In this case, the structure of the neurons is not even strictly important as long as the neurons function in the same way. So, let's say you take away a neuron, and put it back. One could argue that even if it were put back elsewhere, or in a different manner, as long as the end result was the same (let's say the flow of neurotransmitters and neuromodulators was essentially identical), then yes, one could argue you would have the same mind. This is supported by the idea that the brain has neuroplasticity and has redundancy built into its operation. In fact, one can have an entire hemisphere removed from the brain, and thrive. One neuron? Seems unlikely to bring a collapse of the system any more than cutting a branch from a great oak and then grafting back on would affect the functionality of a tree.

On the other hand...

There is the butterfly effect (sensitive dependence on initial conditions) which posits that small perturbations in certain types of systems can cause radically different outcomes in the behavior of the system.

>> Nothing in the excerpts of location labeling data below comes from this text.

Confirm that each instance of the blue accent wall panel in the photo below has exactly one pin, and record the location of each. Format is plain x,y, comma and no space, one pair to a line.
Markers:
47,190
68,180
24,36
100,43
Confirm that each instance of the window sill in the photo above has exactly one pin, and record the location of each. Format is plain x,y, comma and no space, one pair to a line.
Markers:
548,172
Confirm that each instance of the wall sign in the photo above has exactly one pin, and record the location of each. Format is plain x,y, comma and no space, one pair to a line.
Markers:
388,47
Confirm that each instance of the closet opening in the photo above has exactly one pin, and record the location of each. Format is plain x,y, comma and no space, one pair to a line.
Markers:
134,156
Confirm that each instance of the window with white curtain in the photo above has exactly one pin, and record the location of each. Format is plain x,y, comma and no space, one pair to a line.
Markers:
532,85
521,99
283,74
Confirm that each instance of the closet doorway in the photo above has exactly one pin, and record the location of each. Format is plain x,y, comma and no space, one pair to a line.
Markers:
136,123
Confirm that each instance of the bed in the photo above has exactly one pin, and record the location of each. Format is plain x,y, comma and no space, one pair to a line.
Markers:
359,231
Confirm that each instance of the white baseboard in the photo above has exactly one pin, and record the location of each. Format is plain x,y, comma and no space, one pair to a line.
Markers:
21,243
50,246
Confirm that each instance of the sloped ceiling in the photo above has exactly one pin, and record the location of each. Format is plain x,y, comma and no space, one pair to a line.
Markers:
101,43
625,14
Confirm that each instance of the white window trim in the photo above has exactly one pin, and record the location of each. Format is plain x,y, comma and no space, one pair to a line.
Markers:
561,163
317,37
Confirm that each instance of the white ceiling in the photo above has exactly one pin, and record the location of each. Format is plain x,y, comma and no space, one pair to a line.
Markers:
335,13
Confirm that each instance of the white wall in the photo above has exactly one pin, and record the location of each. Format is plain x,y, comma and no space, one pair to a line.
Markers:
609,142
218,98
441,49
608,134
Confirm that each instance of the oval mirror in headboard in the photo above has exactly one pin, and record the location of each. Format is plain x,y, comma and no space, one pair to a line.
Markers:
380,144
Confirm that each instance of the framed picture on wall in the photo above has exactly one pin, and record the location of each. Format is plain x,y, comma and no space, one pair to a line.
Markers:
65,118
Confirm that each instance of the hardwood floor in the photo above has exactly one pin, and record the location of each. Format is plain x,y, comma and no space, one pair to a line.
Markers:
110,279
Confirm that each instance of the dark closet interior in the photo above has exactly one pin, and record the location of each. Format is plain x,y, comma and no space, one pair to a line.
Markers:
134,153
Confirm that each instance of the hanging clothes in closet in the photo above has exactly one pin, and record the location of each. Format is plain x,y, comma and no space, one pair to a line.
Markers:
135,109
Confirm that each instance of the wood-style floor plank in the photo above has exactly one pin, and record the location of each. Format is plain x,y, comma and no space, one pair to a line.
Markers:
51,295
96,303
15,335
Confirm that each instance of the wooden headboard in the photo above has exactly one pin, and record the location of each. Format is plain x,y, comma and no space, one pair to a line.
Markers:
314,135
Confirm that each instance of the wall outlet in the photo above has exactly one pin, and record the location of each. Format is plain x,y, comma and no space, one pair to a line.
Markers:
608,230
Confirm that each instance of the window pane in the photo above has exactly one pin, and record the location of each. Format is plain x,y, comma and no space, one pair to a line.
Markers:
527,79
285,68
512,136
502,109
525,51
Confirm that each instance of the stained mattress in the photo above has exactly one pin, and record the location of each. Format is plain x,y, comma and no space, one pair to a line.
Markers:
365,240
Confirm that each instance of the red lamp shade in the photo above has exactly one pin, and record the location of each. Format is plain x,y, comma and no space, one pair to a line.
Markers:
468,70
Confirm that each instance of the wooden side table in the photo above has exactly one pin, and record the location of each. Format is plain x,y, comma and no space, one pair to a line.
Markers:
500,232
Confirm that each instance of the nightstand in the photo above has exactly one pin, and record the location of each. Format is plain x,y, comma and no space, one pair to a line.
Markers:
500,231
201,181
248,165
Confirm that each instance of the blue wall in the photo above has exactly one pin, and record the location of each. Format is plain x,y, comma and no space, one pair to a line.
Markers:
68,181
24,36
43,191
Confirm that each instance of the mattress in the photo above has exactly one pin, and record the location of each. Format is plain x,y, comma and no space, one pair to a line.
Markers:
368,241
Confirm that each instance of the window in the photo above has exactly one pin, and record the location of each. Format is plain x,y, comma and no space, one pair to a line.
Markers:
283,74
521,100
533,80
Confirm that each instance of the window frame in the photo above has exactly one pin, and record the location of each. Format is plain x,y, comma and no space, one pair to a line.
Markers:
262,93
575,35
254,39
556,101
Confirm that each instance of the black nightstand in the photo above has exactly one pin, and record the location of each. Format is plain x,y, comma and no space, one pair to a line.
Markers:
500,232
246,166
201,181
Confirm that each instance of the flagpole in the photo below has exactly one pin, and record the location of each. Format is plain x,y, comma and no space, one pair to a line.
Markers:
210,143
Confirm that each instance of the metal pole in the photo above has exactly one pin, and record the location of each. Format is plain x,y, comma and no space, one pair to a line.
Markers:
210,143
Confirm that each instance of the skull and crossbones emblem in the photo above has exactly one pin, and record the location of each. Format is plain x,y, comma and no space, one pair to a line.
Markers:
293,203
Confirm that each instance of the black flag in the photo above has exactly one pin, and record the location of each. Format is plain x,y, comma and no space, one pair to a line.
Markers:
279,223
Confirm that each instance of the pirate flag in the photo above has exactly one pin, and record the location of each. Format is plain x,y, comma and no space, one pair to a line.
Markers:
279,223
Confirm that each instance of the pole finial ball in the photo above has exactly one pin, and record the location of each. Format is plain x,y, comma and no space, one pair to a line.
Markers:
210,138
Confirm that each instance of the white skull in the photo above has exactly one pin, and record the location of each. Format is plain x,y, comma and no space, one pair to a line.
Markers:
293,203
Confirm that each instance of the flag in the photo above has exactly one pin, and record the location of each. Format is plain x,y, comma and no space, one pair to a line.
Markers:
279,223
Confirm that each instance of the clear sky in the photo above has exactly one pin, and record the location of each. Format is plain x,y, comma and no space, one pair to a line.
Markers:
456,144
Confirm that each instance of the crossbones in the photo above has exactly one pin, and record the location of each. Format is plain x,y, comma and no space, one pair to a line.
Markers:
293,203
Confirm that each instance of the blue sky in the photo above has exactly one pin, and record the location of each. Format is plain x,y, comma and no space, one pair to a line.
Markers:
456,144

In chaos theory, the butterfly effect is the sensitive dependence on initial conditions in which a small change in one state of a deterministic nonlinear system can result in large differences in a later state.1

How do we know that consciousness isn't affected in such a way? Imagine pulling a fuse from a car, replacing, seemingly exactly only to have a small difference in seating result in a tiny arc of electricity that shorts the entire systems bringing electrical death to the car almost instantaneously?

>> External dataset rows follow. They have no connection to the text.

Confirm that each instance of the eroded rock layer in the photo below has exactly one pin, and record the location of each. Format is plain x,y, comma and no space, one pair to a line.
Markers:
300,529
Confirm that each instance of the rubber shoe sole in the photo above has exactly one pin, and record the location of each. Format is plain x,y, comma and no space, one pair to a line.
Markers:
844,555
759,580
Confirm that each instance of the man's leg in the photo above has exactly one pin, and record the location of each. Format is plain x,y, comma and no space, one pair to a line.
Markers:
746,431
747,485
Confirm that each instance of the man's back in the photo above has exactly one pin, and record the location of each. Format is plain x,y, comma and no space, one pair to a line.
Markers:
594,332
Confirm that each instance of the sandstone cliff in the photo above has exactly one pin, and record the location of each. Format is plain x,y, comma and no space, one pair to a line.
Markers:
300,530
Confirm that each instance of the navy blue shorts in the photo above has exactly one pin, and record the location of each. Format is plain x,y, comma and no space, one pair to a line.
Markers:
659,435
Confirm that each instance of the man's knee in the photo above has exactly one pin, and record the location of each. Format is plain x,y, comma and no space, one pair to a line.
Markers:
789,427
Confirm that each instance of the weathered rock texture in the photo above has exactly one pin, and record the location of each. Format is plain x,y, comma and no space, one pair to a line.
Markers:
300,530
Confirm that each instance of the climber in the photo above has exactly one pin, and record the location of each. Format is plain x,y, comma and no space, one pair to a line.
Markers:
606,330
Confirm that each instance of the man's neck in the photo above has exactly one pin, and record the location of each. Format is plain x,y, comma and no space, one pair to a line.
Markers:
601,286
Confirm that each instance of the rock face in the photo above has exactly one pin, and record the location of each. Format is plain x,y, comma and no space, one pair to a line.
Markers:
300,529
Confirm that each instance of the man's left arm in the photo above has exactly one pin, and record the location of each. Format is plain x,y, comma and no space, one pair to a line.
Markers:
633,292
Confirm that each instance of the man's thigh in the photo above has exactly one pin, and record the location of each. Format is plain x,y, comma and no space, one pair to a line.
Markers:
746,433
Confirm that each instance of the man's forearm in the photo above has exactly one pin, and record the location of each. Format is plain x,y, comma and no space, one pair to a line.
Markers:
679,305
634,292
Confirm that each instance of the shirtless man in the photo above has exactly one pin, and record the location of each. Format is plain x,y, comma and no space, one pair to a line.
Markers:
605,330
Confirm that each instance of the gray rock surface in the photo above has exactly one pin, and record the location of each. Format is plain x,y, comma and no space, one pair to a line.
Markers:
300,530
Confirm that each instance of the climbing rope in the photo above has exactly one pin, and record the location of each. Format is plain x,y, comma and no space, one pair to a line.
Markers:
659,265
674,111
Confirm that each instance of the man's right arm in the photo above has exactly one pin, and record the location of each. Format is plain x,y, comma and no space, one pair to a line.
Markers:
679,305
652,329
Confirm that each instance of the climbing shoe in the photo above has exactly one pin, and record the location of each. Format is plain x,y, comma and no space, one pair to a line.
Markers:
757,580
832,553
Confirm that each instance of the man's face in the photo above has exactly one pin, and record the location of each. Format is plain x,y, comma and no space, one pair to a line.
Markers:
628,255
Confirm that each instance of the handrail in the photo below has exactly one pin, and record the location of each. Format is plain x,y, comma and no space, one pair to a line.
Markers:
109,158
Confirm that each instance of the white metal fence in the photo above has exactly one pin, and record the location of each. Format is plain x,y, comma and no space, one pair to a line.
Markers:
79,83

The principle of identity is that each thing is identical to itself. The ship that you have replaced all the parts of, bit by bit, over time, is no longer the same ship but not because you have replaced all its parts but because no thing is identical to what it was at any point in the past.

So, whatever you do to a thing, change it or leave it alone, it will remain identical to itself and it won't be identical to what it was at any point in the past.

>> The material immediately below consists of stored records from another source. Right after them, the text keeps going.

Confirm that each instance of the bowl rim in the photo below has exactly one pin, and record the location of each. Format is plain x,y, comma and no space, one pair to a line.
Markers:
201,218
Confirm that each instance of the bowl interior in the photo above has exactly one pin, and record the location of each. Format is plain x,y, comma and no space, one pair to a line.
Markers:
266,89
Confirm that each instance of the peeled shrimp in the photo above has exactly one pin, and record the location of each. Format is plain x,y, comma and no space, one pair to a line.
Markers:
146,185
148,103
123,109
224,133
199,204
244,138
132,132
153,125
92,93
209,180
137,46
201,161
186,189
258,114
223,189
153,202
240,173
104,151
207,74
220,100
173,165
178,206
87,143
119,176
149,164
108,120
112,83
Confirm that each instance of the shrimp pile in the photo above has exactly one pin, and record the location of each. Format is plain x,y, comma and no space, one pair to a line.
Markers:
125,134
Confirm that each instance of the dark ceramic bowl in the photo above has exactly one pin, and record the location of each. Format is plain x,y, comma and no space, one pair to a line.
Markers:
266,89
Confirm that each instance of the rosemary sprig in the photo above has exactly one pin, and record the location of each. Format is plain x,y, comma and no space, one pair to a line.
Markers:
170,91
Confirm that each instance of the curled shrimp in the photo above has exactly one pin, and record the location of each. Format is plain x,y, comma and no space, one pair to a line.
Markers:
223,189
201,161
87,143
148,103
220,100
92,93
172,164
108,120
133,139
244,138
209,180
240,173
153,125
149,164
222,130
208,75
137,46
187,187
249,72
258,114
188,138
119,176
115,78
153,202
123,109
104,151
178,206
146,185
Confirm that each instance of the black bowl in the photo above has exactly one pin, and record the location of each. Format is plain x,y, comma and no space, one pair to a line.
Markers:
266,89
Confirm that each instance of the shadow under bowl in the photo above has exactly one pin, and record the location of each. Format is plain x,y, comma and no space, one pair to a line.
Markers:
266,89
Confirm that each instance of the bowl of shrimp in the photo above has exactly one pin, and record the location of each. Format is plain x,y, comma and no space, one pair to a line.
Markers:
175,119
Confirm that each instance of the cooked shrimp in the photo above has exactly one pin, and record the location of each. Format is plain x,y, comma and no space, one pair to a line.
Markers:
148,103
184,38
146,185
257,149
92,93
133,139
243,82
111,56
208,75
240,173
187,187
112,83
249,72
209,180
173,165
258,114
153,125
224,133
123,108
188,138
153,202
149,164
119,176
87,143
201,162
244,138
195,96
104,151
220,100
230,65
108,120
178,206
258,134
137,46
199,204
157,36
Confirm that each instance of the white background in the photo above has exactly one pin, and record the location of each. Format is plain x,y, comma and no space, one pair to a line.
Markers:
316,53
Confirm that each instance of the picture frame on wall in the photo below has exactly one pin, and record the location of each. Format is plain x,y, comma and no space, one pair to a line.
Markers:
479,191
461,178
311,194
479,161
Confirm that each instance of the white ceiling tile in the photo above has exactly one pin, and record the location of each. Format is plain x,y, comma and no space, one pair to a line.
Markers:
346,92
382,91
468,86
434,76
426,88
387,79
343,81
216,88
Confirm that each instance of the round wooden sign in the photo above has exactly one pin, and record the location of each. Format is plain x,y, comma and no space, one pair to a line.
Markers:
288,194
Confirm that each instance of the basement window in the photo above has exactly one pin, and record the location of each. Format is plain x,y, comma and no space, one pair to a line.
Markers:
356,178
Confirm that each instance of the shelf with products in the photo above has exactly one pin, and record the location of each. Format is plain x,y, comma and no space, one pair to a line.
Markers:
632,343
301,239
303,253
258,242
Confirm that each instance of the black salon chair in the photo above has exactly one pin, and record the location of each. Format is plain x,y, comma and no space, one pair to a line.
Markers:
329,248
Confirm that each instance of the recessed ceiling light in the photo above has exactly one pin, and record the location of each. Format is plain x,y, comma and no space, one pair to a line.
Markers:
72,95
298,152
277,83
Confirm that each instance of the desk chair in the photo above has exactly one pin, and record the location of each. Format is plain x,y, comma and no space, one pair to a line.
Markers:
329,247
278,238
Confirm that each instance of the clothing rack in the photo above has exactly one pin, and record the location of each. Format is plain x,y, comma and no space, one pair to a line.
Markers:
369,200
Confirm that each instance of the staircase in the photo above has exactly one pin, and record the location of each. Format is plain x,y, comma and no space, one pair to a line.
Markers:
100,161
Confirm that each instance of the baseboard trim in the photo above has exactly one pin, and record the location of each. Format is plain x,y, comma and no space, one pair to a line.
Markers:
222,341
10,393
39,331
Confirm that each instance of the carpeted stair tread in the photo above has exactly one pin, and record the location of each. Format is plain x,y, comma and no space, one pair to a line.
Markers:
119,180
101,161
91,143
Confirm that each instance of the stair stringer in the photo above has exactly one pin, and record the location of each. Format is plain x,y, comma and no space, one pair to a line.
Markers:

The notion of an identity that would be carried over across time come what may is a fiction. Humans don't have such an identity. However, they do have the sense of their identity as a person. This sense of identity is not so different from the notion of identity whereby a thing is identical to itself. Our sense of identity tells us we are what we feel, what we remember, what we are able to do. In other words, we feel we are what we are.

Memory is normally the crucial element of our identity. We remember our name, who our family is, our friends, what we do in life, etc. Yet, suppose it was possible to replace all that we remember in one go. Suddenly, we would remember being... ourselves, because our brand new memory would just be the new ourselves. This would make no difference to our sense of identity. We would feel we know who we are. Other people would notice, of course, but only if their own memory wasn't also replaced.

The notion of identity the question is referring to is instead the notion of personal identity, whereby we are the same person as the person we were at any point in the past. Yet, we change. Our body evolves, and our mind is affected by experience of life. But we have the sense of our own identity, whereby we sense we are the person we remember being.

Mostly, it works fine. We behave as other people expect us to behave and we are not ourselves surprised at what we do, the way we do it, mostly. However, there can be mishaps. Mental illness can change us beyond recognition.

Suddenly, we no longer can do what we nonetheless clearly remember that we did routinely in the past. Or we develop an interest in something we distinctly remember we were never interested in. Other people notice, and we notice that they notice.

Yet, strictly speaking, we are still identical to ourselves because each thing is identical to itself. The problem is, our sense of identity now plays tricks on us. There is now a discrepancy between what we are now and what we remember, and what we remember still makes us feel we know who we are. But in such cases, we are no longer so sure.

So, you can replace all the atoms, or replace all the memories in one go. That won't matter. We would no care because we wouldn't even notice. Where we will notice is the less than philosophical conundrum of old age, senility and mental illness, where suddenly the fiction of our identity as a person just evaporates. Leaving us just identical to ourselves.